In [697]: i=0; A.data[A.indptr[i]:A.indptr[i+1]]
Out[697]: array([1, 2, 3, 4, 5], dtype=int32)

使用csr格式的计算通常会像这样通过indptr进行迭代,以获取每一行的值-但这是在编译后的代码中完成的.

一个最近的相关主题,按行查找非零元素的乘积: 乘以稀疏矩阵的列元素

我发现使用indptrreduceat相当快.

处理稀疏矩阵的另一种工具是乘法

In [708]: (sparse.csr_matrix(np.array([1,0,0,0])[None,:])*A)
Out[708]: 
<1x6 sparse matrix of type '<class 'numpy.int32'>'
    with 5 stored elements in Compressed Sparse Row format>

csr实际上使用这种乘法来执行sum.如果我的记忆正确,它实际上会以这种方式执行A[0,:]

使用int列表进行稀疏矩阵切片

What is the fastest or, failing that, least wordy way of accessing all non-zero values in a row row or column col of a scipy.sparse matrix A in CSR format?

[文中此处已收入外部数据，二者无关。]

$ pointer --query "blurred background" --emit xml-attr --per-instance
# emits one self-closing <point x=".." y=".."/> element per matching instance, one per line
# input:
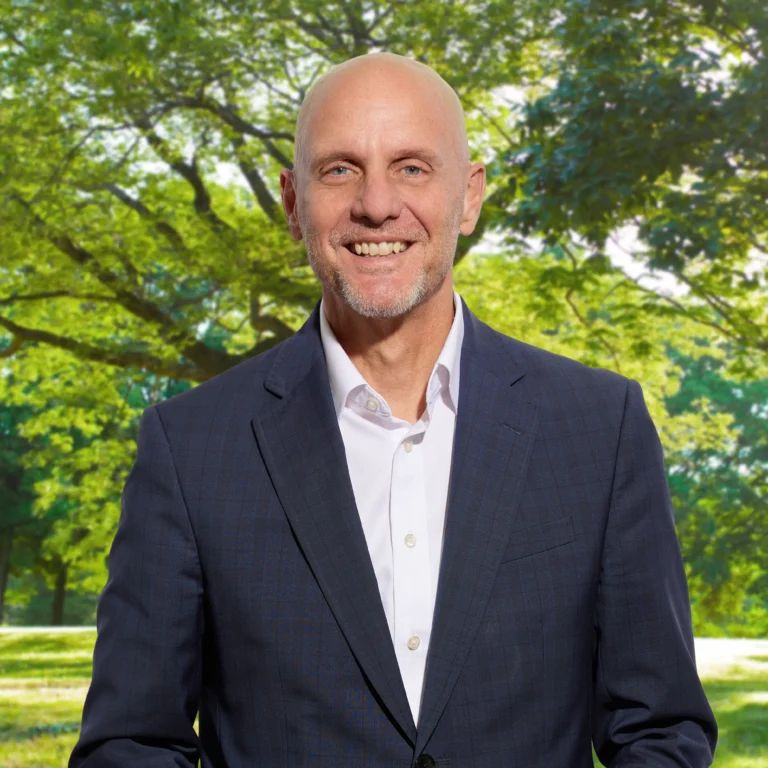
<point x="143" y="250"/>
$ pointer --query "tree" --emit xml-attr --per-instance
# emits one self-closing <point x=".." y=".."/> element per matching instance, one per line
<point x="719" y="496"/>
<point x="655" y="120"/>
<point x="144" y="247"/>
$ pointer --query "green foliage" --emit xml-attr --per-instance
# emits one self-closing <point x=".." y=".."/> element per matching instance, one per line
<point x="654" y="122"/>
<point x="144" y="249"/>
<point x="44" y="678"/>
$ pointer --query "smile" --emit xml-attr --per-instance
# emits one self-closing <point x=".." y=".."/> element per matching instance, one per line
<point x="378" y="249"/>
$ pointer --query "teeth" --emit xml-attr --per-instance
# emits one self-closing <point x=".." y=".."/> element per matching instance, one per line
<point x="378" y="249"/>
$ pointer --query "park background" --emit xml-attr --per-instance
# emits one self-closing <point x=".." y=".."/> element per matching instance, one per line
<point x="143" y="250"/>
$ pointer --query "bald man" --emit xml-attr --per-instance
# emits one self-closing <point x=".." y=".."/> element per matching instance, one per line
<point x="398" y="539"/>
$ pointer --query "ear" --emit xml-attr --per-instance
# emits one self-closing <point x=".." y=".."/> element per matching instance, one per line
<point x="288" y="195"/>
<point x="473" y="198"/>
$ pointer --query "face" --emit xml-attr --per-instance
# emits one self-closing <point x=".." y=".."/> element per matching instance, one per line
<point x="382" y="191"/>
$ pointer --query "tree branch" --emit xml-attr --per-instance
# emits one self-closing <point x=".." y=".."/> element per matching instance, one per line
<point x="214" y="361"/>
<point x="55" y="295"/>
<point x="121" y="358"/>
<point x="255" y="182"/>
<point x="188" y="171"/>
<point x="165" y="229"/>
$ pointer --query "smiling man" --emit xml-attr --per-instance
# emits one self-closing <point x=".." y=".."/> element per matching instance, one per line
<point x="399" y="538"/>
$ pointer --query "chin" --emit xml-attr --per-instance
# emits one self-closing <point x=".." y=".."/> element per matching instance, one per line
<point x="382" y="304"/>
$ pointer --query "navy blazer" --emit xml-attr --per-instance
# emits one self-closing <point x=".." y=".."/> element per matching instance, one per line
<point x="240" y="583"/>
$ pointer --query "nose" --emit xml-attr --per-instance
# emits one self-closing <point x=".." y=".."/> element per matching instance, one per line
<point x="377" y="198"/>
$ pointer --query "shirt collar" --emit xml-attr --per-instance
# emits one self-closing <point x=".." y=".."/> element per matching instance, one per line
<point x="344" y="377"/>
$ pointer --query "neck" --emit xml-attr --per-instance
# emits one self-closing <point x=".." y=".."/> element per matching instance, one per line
<point x="396" y="356"/>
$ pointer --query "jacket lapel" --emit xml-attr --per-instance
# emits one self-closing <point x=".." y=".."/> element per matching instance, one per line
<point x="495" y="430"/>
<point x="303" y="451"/>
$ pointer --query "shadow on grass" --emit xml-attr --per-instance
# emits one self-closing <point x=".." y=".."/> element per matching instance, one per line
<point x="17" y="735"/>
<point x="743" y="725"/>
<point x="32" y="643"/>
<point x="49" y="669"/>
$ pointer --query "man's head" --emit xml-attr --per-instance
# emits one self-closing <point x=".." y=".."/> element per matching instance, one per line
<point x="382" y="157"/>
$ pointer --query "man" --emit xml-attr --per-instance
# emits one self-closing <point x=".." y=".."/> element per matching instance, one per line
<point x="399" y="538"/>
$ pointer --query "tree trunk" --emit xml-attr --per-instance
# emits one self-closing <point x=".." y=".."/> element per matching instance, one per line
<point x="6" y="543"/>
<point x="59" y="593"/>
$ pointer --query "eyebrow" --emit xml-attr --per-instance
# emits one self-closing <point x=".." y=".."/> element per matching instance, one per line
<point x="422" y="153"/>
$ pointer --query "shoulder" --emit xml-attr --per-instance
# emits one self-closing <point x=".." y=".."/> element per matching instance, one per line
<point x="570" y="395"/>
<point x="232" y="393"/>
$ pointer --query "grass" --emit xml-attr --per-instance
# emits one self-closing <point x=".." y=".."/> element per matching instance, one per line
<point x="44" y="677"/>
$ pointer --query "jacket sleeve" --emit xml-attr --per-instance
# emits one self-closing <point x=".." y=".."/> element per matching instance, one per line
<point x="649" y="708"/>
<point x="144" y="693"/>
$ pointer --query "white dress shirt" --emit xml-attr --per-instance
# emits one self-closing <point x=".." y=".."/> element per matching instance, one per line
<point x="400" y="476"/>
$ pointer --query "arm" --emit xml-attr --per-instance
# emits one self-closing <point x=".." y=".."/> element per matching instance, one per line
<point x="143" y="697"/>
<point x="649" y="708"/>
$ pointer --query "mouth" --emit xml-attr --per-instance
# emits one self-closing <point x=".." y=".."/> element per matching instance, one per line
<point x="370" y="249"/>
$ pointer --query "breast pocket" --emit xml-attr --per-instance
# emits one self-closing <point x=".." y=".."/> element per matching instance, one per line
<point x="539" y="538"/>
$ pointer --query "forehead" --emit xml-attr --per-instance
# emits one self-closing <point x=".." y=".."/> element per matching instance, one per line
<point x="385" y="114"/>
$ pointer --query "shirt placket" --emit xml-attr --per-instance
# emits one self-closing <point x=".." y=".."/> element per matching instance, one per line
<point x="411" y="561"/>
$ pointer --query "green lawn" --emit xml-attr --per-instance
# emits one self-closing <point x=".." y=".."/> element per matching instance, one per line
<point x="44" y="677"/>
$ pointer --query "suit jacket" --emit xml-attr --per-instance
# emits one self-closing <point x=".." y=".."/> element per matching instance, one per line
<point x="240" y="583"/>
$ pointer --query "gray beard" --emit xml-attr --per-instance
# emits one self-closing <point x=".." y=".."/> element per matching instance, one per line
<point x="418" y="293"/>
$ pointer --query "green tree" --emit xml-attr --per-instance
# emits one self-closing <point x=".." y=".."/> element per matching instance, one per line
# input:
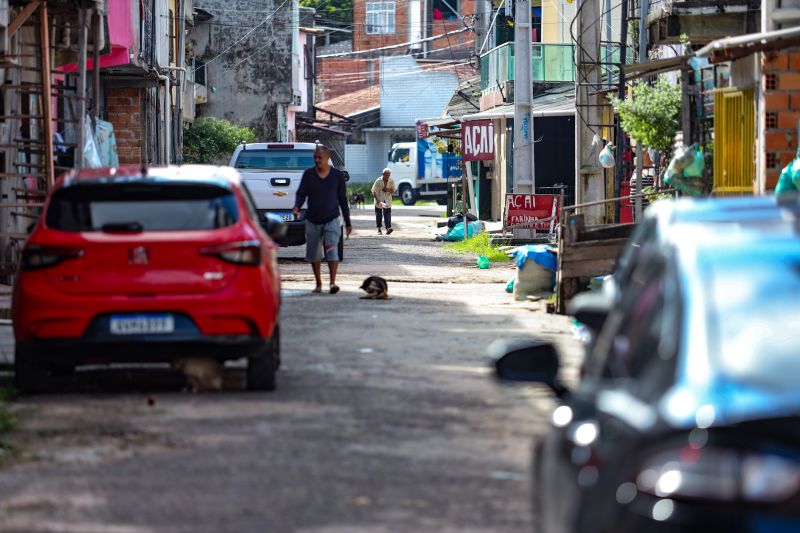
<point x="652" y="115"/>
<point x="338" y="10"/>
<point x="208" y="139"/>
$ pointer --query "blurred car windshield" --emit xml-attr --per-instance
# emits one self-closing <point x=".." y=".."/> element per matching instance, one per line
<point x="276" y="159"/>
<point x="149" y="207"/>
<point x="757" y="310"/>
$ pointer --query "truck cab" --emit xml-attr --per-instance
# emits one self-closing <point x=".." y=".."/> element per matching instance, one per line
<point x="272" y="174"/>
<point x="425" y="179"/>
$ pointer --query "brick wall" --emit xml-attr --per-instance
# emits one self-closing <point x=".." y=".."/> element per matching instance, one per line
<point x="342" y="75"/>
<point x="124" y="109"/>
<point x="780" y="83"/>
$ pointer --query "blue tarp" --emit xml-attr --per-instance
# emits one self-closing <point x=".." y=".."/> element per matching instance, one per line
<point x="536" y="252"/>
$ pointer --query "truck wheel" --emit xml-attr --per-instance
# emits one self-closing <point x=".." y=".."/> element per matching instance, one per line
<point x="28" y="376"/>
<point x="261" y="370"/>
<point x="407" y="195"/>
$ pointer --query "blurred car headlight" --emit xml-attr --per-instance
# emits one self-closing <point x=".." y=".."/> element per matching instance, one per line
<point x="720" y="474"/>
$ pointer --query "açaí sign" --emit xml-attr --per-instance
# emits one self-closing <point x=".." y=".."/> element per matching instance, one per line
<point x="536" y="211"/>
<point x="477" y="140"/>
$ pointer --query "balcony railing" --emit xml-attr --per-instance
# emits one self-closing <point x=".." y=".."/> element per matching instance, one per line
<point x="551" y="63"/>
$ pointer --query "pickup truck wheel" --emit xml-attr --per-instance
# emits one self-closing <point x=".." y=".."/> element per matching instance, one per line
<point x="261" y="370"/>
<point x="407" y="195"/>
<point x="28" y="376"/>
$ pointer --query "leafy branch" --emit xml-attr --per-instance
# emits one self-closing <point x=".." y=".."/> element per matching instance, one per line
<point x="652" y="115"/>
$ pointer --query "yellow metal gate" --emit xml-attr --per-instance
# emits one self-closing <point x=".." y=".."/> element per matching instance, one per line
<point x="734" y="141"/>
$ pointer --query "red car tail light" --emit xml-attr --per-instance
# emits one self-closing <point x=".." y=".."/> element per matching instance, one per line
<point x="36" y="256"/>
<point x="240" y="253"/>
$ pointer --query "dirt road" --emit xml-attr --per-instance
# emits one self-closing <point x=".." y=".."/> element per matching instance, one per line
<point x="385" y="418"/>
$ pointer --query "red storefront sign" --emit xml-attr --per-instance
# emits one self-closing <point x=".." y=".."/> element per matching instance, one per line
<point x="477" y="140"/>
<point x="422" y="130"/>
<point x="536" y="211"/>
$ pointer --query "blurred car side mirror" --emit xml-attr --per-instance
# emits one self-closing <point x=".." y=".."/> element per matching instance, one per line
<point x="527" y="360"/>
<point x="275" y="226"/>
<point x="591" y="309"/>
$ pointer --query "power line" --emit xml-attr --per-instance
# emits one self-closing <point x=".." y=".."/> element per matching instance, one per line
<point x="395" y="46"/>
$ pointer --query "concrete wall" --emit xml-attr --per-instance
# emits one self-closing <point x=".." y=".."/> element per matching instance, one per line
<point x="409" y="13"/>
<point x="409" y="93"/>
<point x="343" y="75"/>
<point x="253" y="80"/>
<point x="356" y="163"/>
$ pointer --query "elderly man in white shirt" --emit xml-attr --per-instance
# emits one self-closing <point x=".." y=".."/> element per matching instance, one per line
<point x="382" y="190"/>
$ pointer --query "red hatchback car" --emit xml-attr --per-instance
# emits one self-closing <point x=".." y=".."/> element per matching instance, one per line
<point x="148" y="265"/>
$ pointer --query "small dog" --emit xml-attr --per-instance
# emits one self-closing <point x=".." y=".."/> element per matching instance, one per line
<point x="357" y="200"/>
<point x="376" y="288"/>
<point x="203" y="374"/>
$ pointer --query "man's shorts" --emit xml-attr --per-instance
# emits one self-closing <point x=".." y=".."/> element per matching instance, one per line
<point x="323" y="239"/>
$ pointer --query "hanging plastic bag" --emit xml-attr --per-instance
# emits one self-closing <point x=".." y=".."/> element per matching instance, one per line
<point x="91" y="155"/>
<point x="607" y="157"/>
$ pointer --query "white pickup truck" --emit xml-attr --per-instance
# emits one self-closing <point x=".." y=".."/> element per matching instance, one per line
<point x="272" y="173"/>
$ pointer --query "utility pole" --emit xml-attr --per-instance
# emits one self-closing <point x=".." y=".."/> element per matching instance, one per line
<point x="589" y="183"/>
<point x="619" y="170"/>
<point x="637" y="206"/>
<point x="524" y="179"/>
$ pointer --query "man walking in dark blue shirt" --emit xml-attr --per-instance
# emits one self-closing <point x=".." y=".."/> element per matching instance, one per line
<point x="325" y="189"/>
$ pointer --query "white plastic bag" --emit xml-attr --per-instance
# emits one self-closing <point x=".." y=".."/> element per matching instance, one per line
<point x="607" y="157"/>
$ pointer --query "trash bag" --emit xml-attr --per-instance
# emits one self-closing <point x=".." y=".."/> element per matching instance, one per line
<point x="789" y="180"/>
<point x="536" y="267"/>
<point x="456" y="233"/>
<point x="510" y="285"/>
<point x="689" y="179"/>
<point x="452" y="221"/>
<point x="695" y="169"/>
<point x="539" y="253"/>
<point x="607" y="157"/>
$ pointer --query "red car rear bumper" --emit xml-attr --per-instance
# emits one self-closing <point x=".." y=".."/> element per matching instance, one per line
<point x="244" y="309"/>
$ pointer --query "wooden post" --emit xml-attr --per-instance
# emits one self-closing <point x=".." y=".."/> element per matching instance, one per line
<point x="464" y="196"/>
<point x="47" y="97"/>
<point x="96" y="21"/>
<point x="82" y="37"/>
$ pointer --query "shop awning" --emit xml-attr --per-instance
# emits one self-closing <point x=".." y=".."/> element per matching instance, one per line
<point x="733" y="48"/>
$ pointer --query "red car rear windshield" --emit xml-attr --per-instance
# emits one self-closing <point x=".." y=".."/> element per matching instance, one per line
<point x="142" y="207"/>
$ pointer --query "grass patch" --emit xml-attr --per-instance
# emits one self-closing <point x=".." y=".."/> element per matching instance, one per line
<point x="480" y="245"/>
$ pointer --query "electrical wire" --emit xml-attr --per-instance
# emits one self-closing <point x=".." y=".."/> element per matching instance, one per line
<point x="394" y="46"/>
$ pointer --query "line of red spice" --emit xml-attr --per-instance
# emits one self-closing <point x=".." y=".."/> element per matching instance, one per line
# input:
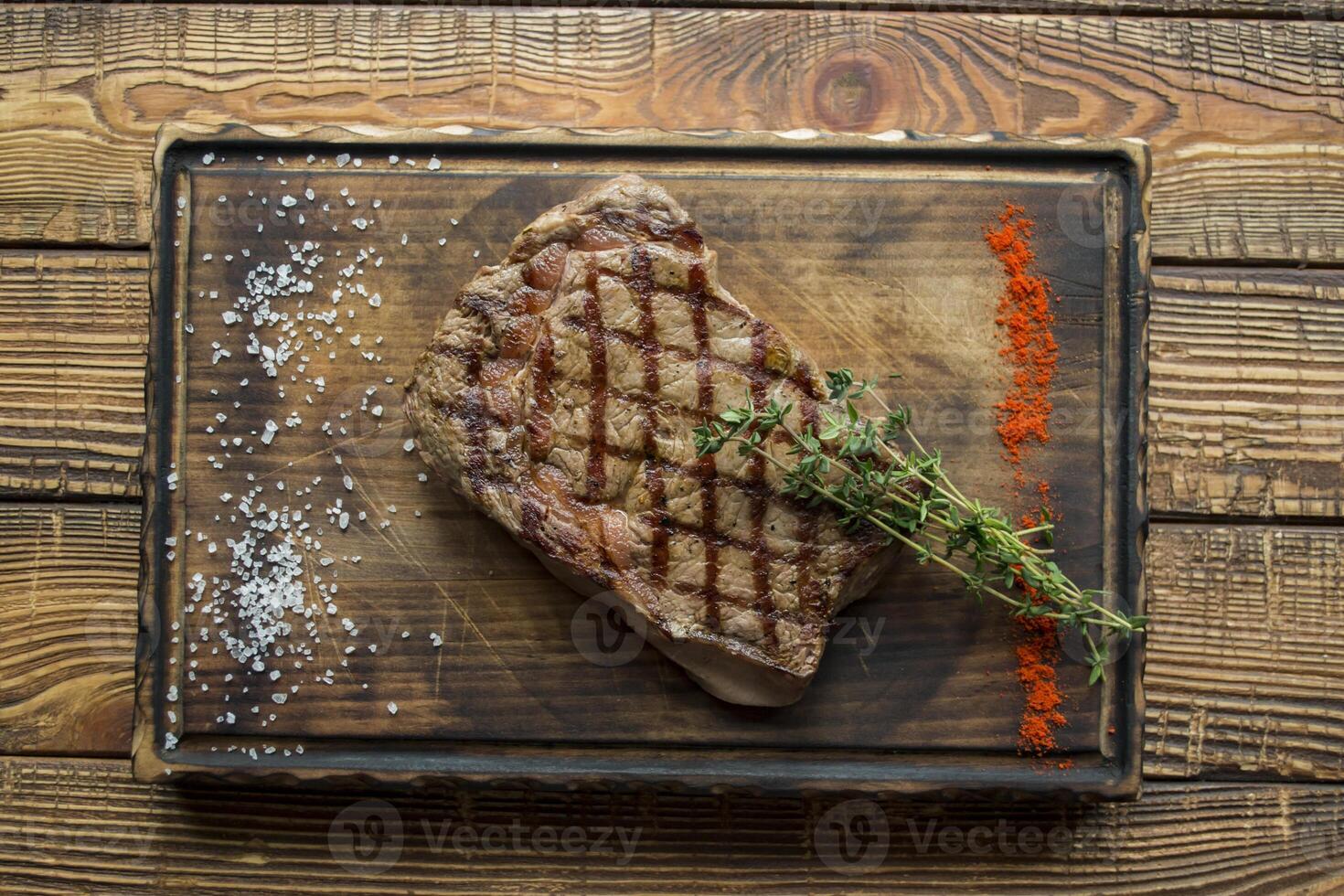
<point x="1027" y="320"/>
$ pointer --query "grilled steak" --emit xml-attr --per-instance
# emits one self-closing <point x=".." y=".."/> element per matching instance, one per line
<point x="560" y="397"/>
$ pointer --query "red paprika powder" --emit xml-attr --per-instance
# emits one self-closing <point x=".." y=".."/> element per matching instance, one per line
<point x="1023" y="415"/>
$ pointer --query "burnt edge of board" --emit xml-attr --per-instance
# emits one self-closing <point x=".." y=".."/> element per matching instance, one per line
<point x="334" y="763"/>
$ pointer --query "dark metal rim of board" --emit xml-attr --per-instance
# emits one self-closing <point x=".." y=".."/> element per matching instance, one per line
<point x="329" y="763"/>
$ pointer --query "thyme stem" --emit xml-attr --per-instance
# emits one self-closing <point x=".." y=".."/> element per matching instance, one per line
<point x="854" y="465"/>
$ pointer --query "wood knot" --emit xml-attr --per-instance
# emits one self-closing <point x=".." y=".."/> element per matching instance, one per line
<point x="849" y="93"/>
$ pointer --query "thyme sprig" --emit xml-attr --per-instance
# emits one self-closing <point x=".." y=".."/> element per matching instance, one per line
<point x="858" y="465"/>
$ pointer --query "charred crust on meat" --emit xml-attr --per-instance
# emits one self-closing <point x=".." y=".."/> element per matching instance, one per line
<point x="560" y="394"/>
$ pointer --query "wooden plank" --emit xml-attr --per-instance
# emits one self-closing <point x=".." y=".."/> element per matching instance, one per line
<point x="1244" y="652"/>
<point x="1243" y="116"/>
<point x="531" y="686"/>
<point x="1246" y="403"/>
<point x="86" y="825"/>
<point x="68" y="627"/>
<point x="1258" y="438"/>
<point x="1329" y="10"/>
<point x="73" y="334"/>
<point x="1243" y="670"/>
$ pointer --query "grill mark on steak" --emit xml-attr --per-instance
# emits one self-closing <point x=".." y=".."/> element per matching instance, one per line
<point x="808" y="590"/>
<point x="709" y="468"/>
<point x="474" y="420"/>
<point x="755" y="472"/>
<point x="649" y="352"/>
<point x="597" y="371"/>
<point x="540" y="427"/>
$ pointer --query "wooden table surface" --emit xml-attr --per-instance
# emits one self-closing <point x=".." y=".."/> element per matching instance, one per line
<point x="1243" y="105"/>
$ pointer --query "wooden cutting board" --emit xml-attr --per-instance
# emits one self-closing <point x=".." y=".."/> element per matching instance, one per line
<point x="869" y="251"/>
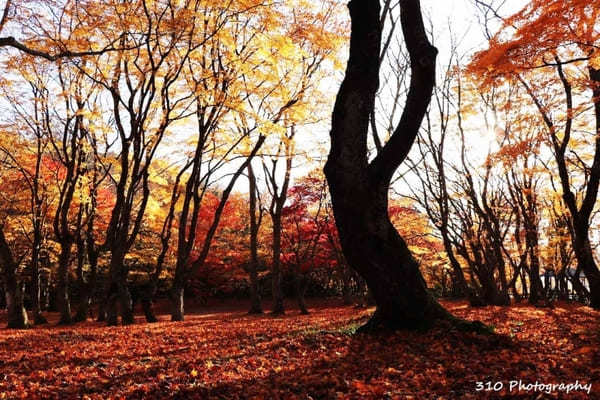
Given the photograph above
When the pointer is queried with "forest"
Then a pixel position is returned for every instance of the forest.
(260, 199)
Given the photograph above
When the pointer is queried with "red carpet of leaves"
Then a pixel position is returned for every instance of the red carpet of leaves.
(224, 353)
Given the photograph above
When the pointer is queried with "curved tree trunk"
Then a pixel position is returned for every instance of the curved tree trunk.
(17, 315)
(255, 301)
(359, 188)
(64, 303)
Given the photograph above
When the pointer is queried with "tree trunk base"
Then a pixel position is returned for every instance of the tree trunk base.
(147, 306)
(39, 319)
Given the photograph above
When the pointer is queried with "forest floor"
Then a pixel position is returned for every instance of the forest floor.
(221, 352)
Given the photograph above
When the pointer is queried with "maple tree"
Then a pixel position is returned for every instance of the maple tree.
(526, 55)
(127, 133)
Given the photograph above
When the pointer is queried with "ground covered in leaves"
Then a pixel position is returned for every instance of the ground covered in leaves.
(223, 353)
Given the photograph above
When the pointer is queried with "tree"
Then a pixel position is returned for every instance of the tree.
(359, 188)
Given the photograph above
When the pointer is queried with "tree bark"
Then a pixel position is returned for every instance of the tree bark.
(301, 291)
(359, 189)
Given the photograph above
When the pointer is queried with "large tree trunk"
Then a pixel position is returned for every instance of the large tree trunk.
(359, 188)
(374, 248)
(255, 301)
(120, 292)
(36, 293)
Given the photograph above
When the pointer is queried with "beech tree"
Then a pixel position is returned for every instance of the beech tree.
(570, 50)
(359, 188)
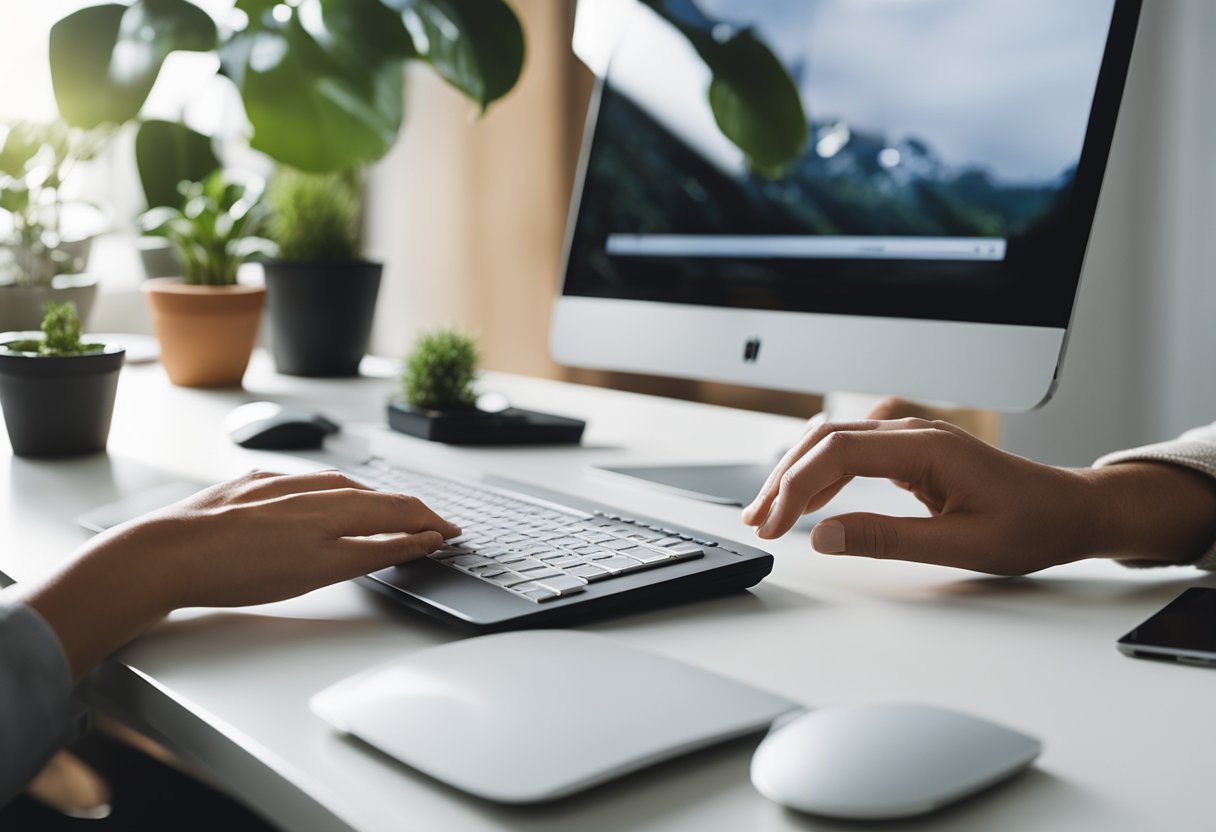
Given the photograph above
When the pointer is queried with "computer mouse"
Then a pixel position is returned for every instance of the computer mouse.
(270, 426)
(876, 762)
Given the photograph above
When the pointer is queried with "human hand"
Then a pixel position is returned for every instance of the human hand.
(991, 511)
(265, 537)
(255, 539)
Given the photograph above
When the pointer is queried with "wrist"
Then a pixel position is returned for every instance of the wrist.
(1149, 511)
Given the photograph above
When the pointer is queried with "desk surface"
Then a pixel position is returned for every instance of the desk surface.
(228, 690)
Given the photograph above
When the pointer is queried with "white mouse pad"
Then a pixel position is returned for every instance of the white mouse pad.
(536, 715)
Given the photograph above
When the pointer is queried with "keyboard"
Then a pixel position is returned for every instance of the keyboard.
(529, 560)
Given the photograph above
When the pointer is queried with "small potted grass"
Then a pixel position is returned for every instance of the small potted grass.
(439, 402)
(320, 292)
(57, 393)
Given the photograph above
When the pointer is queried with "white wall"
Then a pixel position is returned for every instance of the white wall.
(1140, 357)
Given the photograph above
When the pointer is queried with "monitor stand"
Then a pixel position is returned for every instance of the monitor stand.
(726, 484)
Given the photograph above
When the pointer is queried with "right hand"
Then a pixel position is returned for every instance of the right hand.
(991, 511)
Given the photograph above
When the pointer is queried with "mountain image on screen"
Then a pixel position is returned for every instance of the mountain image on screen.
(848, 183)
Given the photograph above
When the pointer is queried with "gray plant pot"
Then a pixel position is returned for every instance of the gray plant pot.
(321, 315)
(58, 405)
(22, 307)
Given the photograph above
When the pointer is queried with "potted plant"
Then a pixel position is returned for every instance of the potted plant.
(439, 403)
(41, 256)
(57, 393)
(320, 293)
(206, 321)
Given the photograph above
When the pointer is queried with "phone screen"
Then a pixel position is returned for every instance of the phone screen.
(1183, 630)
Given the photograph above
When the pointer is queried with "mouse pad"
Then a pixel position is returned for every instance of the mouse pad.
(541, 714)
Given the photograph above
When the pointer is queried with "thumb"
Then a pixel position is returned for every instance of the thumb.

Would doing it in another format (say, COO) be more efficient?

Right now, I use the following:

A[row, A[row, :].nonzero()[1]]

or

A[A[:, col].nonzero()[0], col]

解决方案

For a problem like this is pays to understand the underlying data structures for the different formats:

In [672]: A=sparse.csr_matrix(np.arange(24).reshape(4,6))
In [673]: A.data
Out[673]: 
array([ 1,  2,  3,  4,  5,  6,  7,  8,  9, 10, 11, 12, 13, 14, 15, 16, 17,
       18, 19, 20, 21, 22, 23], dtype=int32)
In [674]: A.indices
Out[674]: array([1, 2, 3, 4, 5, 0, 1, 2, 3, 4, 5, 0, 1, 2, 3, 4, 5, 0, 1, 2, 3, 4, 5], dtype=int32)
In [675]: A.indptr
Out[675]: array([ 0,  5, 11, 17, 23], dtype=int32)

The data values for a row are a slice within A.data, but identifying that slice requires some knowledge of the A.indptr (see below)

For the coo.

In [676]: Ac=A.tocoo()
In [677]: Ac.data
Out[677]: 
array([ 1,  2,  3,  4,  5,  6,  7,  8,  9, 10, 11, 12, 13, 14, 15, 16, 17,
       18, 19, 20, 21, 22, 23], dtype=int32)
In [678]: Ac.row
Out[678]: array([0, 0, 0, 0, 0, 1, 1, 1, 1, 1, 1, 2, 2, 2, 2, 2, 2, 3, 3, 3, 3, 3, 3], dtype=int32)
In [679]: Ac.col
Out[679]: array([1, 2, 3, 4, 5, 0, 1, 2, 3, 4, 5, 0, 1, 2, 3, 4, 5, 0, 1, 2, 3, 4, 5], dtype=int32)

Note that A.nonzeros() converts to coo and returns the row and col attributes (more or less - look at its code).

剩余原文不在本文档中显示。